The books are part of the institute’s award-winning Baby Raven Reads, a program for Alaska Native families with children up to age 5 that promotes language development and school readiness. Baby Raven Reads this month was one of 15 programs in the world chosen for a 2017 Library of Congress Literacy Awards Program Best Practice Honoree.

The release of the books is groundbreaking because so few culturally-relevant children’s books from Southeast Alaska exist that are not tailored for the commercial market. And, research has shown that Native students do better academically when their cultures are incorporated into learning materials and classes, said SHI President Rosita Worl.

“We know that schools sometimes allow our children to fail and that they’ve stumbled in the past by supplying books with distorted depictions about Native cultures,” Worl said. “With this series we are aiming to meet the demand for books that reflect the Native worldview and to give our children some of the tools they need to succeed.”

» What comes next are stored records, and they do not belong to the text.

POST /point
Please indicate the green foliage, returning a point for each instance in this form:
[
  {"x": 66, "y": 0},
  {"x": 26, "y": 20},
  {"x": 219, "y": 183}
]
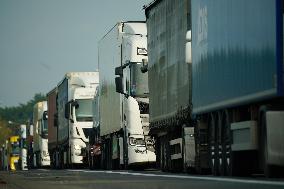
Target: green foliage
[{"x": 22, "y": 113}]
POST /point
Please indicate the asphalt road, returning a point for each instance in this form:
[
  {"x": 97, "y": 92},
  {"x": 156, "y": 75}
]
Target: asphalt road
[{"x": 87, "y": 179}]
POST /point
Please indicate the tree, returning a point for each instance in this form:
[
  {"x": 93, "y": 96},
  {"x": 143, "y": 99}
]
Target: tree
[{"x": 23, "y": 112}]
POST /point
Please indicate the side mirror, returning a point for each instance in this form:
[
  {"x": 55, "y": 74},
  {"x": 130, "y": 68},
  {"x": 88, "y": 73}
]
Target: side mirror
[
  {"x": 119, "y": 71},
  {"x": 45, "y": 116},
  {"x": 67, "y": 110},
  {"x": 75, "y": 104},
  {"x": 119, "y": 85},
  {"x": 144, "y": 68}
]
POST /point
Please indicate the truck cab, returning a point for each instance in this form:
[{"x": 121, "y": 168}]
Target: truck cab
[
  {"x": 80, "y": 114},
  {"x": 133, "y": 84}
]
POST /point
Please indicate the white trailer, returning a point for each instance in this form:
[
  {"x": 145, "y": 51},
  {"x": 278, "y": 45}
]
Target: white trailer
[
  {"x": 124, "y": 113},
  {"x": 23, "y": 144},
  {"x": 75, "y": 94},
  {"x": 40, "y": 134}
]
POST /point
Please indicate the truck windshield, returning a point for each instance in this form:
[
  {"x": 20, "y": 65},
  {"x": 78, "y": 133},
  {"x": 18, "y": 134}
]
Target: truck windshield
[
  {"x": 138, "y": 81},
  {"x": 84, "y": 112},
  {"x": 15, "y": 149}
]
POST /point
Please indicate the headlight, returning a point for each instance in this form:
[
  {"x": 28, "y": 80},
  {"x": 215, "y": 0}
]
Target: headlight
[
  {"x": 45, "y": 153},
  {"x": 136, "y": 141}
]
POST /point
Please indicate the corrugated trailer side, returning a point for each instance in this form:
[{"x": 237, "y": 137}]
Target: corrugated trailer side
[
  {"x": 169, "y": 80},
  {"x": 169, "y": 74},
  {"x": 235, "y": 53},
  {"x": 237, "y": 79}
]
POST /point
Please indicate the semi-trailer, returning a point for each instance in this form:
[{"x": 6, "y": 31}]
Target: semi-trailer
[
  {"x": 170, "y": 83},
  {"x": 23, "y": 160},
  {"x": 40, "y": 135},
  {"x": 123, "y": 100},
  {"x": 13, "y": 152},
  {"x": 238, "y": 83},
  {"x": 74, "y": 117},
  {"x": 52, "y": 123},
  {"x": 217, "y": 106}
]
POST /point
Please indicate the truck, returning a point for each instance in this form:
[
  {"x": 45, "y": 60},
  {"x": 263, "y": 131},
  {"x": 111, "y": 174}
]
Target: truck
[
  {"x": 13, "y": 152},
  {"x": 30, "y": 143},
  {"x": 238, "y": 84},
  {"x": 74, "y": 99},
  {"x": 40, "y": 154},
  {"x": 234, "y": 99},
  {"x": 169, "y": 79},
  {"x": 23, "y": 160},
  {"x": 123, "y": 99},
  {"x": 52, "y": 126}
]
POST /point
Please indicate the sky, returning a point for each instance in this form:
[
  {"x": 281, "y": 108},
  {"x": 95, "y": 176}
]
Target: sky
[{"x": 41, "y": 40}]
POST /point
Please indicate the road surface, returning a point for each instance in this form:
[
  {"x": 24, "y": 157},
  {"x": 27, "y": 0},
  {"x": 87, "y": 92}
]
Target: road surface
[{"x": 89, "y": 179}]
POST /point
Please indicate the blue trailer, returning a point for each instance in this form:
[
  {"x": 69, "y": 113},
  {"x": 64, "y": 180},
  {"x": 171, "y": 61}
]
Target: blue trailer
[{"x": 238, "y": 85}]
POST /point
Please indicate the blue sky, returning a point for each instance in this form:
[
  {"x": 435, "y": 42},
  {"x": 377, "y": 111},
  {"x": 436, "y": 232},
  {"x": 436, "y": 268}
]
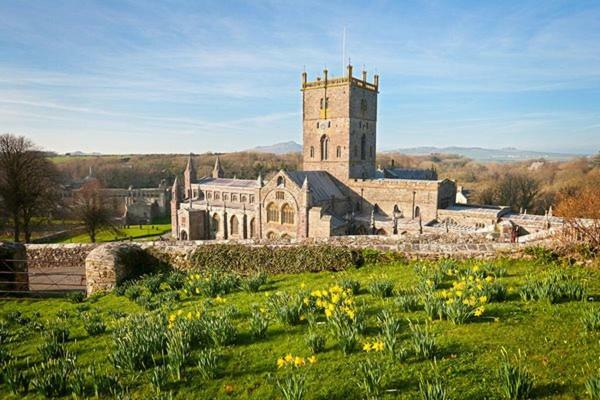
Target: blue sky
[{"x": 136, "y": 76}]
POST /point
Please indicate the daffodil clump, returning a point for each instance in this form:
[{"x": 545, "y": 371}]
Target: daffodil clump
[
  {"x": 375, "y": 345},
  {"x": 180, "y": 315},
  {"x": 343, "y": 316},
  {"x": 466, "y": 299},
  {"x": 293, "y": 383}
]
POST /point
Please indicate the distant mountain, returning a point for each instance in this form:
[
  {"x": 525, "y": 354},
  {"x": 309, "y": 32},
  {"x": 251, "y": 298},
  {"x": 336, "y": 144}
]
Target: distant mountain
[
  {"x": 487, "y": 155},
  {"x": 81, "y": 153},
  {"x": 279, "y": 148}
]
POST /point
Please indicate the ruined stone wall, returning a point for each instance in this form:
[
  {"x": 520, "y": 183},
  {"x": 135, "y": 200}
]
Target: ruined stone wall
[{"x": 48, "y": 256}]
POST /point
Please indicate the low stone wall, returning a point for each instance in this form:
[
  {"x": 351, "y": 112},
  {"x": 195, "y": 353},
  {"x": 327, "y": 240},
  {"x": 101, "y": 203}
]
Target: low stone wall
[
  {"x": 48, "y": 256},
  {"x": 108, "y": 265}
]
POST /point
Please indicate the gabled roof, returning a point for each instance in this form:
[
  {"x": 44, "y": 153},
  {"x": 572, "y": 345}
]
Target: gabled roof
[
  {"x": 226, "y": 182},
  {"x": 321, "y": 184}
]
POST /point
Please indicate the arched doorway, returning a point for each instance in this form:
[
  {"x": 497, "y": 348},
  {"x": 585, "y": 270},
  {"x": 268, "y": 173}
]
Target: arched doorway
[{"x": 234, "y": 226}]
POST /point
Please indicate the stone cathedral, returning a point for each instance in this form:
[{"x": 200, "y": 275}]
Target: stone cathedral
[{"x": 340, "y": 191}]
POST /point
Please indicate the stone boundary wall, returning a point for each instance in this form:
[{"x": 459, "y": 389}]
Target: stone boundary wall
[{"x": 54, "y": 256}]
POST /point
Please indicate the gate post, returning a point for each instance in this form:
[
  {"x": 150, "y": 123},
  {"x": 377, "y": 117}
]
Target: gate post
[{"x": 13, "y": 258}]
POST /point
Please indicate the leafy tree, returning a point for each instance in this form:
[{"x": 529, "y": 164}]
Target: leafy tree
[
  {"x": 29, "y": 183},
  {"x": 91, "y": 209}
]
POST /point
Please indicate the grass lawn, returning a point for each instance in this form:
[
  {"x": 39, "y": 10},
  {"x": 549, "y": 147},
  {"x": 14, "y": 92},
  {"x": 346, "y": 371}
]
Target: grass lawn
[
  {"x": 146, "y": 232},
  {"x": 558, "y": 352}
]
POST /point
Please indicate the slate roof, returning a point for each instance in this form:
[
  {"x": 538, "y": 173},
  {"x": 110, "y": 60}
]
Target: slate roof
[
  {"x": 407, "y": 173},
  {"x": 226, "y": 182},
  {"x": 322, "y": 186}
]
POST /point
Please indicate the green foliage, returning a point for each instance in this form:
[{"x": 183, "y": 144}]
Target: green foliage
[
  {"x": 351, "y": 285},
  {"x": 390, "y": 330},
  {"x": 287, "y": 308},
  {"x": 516, "y": 381},
  {"x": 93, "y": 323},
  {"x": 432, "y": 388},
  {"x": 590, "y": 318},
  {"x": 315, "y": 342},
  {"x": 76, "y": 297},
  {"x": 556, "y": 285},
  {"x": 407, "y": 301},
  {"x": 136, "y": 341},
  {"x": 254, "y": 282},
  {"x": 381, "y": 288},
  {"x": 592, "y": 386},
  {"x": 259, "y": 322},
  {"x": 370, "y": 378},
  {"x": 422, "y": 340},
  {"x": 207, "y": 363},
  {"x": 51, "y": 378}
]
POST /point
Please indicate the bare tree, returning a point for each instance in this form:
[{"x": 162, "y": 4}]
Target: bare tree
[
  {"x": 29, "y": 183},
  {"x": 518, "y": 191},
  {"x": 581, "y": 211},
  {"x": 91, "y": 209}
]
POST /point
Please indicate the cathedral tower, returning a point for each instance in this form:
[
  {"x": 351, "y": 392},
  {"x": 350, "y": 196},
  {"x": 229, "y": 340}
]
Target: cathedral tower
[{"x": 339, "y": 125}]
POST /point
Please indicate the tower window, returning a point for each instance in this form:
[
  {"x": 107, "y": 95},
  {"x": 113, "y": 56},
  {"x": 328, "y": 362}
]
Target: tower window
[
  {"x": 363, "y": 147},
  {"x": 324, "y": 147}
]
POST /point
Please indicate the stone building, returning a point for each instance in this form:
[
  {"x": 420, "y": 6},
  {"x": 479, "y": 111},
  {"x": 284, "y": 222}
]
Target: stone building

The project is based on ample research that has shown the effectiveness of using culturally-based teaching resources and methods to improve academic achievement in Indigenous students. Scholars note the disparity between the experience of Native children and materials currently used in the classroom. 

Research also indicates that children who are fluent readers by the end of third grade are likely to do well in school and go on to higher education. Students’ scores in reading are consistently associated with academic grades and economic success later in life.

The books follow on the heels of 15 other Baby Raven books SHI has published since 2016. The institute plans to publish three additional books in November, bringing the total number of books published during the three-year program to 20. All Baby Raven books are distributed free of charge to families enrolled in the program. They may also be purchased at the Sealaska Heritage Store and online. The new books will be available for purchase on Oct. 6 at the book signing.

Raven Reading: A Culturally Responsive Kindergarten Readiness Program is funded by an Alaska Native Education Program grant from the U.S. Department of Education:  CFDA # 84.356A, PR# S356A140060. Though the pilot program ended in August 2017, SHI recently received funding to continue Baby Raven Reads for an additional three years. 


Books at a glance

The Woman Carried Away by Killer Whales: When a woman is carried off by killer whales, her husband embarks on a journey to get her back. Aided by friends he meets along the way, the man follows her trail across the bottom of the sea to the Killer Whale House. Find out what happens to Nanasimgit and K’uljáad in this ancient Haida story. Illustrated by Haida artist Janine Gibbons.

The Woman Who Married the Bear: In this ancient Tlingit story, a woman who has insulted the bears while out berry picking meets a bear in human form. They fall in love and get married. Soon, the woman’s brothers come looking for her and the woman learns her husband is not what he appears to be. Text adapted by Tlingit writer Frank Henry Kaash Kataase. Illustrated by Haida artist Janine Gibbons.


Sealaska Heritage Institute is a private nonprofit founded in 1980 to promote cultural diversity and cross-cultural understanding through public services and events. SHI also conducts social scientific and public policy research and advocacy that promotes Alaska Native arts, cultures, history and education statewide. The institute is governed by a Board of Trustees and guided by a Council of Traditional Scholars, a Native Artist Committee and a Southeast Regional Language Committee. Its mission is to perpetuate and enhance Tlingit, Haida, and Tsimshian cultures of Southeast Alaska.